Day or period of time set aside to commemorate, ritually celebrate or reenact, or anticipate events or seasons—agricultural, religious, or sociocultural—that give meaning and cohesiveness to an individual and to the religious, political, or socioeconomic community. Because such days or periods generally originated in religious celebrations or ritual commemorations that usually included sacred community meals, they are called feasts or festivals.

The terms feast and festival usually—though not always in modern times—involve eating or drinking or both in connection with a specific kind of rite: passage rites, death rites, sacrificial rites, seasonal observances, commemorative observances, and rites celebrating the ending of fasts or fast periods. Fasting, the opposite of feasting, has often been associated with purification rites or as a preparatory discipline for the celebration of feasts and associated rites. Festivals often include not only feasting but also dramatic dancing and athletic events, as well as revelries and carnivals that at times border on the licentious. Depending upon the central purpose of a feast or festival, the celebration may be solemn or joyful, merry, festive, and ferial.

Another term associated with the events and activities of days of sacred significance is “holy day,” from which is derived the word holiday. This term has come to mean a day or period of special significance not only in religious calendars.

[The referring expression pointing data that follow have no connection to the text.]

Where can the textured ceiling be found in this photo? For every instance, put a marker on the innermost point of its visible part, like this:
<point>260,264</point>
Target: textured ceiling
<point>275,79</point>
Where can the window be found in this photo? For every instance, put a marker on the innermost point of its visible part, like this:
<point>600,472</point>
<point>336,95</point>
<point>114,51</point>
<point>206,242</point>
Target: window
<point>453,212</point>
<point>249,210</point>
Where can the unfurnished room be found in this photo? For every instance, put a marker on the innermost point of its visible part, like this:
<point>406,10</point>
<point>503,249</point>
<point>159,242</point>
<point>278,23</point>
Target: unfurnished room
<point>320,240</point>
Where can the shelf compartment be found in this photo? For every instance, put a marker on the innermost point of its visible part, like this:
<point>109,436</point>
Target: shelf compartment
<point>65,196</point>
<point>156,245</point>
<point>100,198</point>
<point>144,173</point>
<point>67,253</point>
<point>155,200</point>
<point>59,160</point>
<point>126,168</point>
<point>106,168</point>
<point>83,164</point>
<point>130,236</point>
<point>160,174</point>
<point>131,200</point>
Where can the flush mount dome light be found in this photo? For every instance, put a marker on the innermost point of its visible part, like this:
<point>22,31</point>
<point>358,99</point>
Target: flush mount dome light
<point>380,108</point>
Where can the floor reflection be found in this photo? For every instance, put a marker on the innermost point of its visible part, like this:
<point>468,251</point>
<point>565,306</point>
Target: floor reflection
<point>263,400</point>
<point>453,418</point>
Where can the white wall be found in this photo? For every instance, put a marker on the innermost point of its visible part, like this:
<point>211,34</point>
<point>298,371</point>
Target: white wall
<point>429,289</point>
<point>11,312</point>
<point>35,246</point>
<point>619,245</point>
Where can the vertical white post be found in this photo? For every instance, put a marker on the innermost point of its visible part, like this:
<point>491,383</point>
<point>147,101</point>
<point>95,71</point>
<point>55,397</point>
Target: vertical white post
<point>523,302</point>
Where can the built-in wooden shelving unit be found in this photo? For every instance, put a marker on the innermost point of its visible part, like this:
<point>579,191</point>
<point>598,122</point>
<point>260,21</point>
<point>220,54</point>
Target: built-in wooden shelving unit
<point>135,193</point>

This section, though it will concentrate on feasts and festivals in the history of religions, will also give attention to the holidays of what has been termed the secular (or profane) sphere. Most secular holidays, however, have some relationship—in terms of origin—with religious feasts and festivals. The modern practice of vacations—i.e., periods in which persons are “renewed” or participate in activities of “recreation”—is derived from the ancient Roman religious calendar in a reverse fashion. More than 100 days of the year were feast days dedicated to various Roman gods and goddesses. On the days that were sacred festivals, and thus holy days, persons rested from their routine daily activities. Days that were not considered sacred were called dies vacantes, vacant days, during which people worked. In modern times, however, vacations (derived from the term dies vacantes) are periods of rest, renewal, or recreation that may be sacred or secular holidays—or simply periods of time away from everyday work allowed by modern business or labour practices.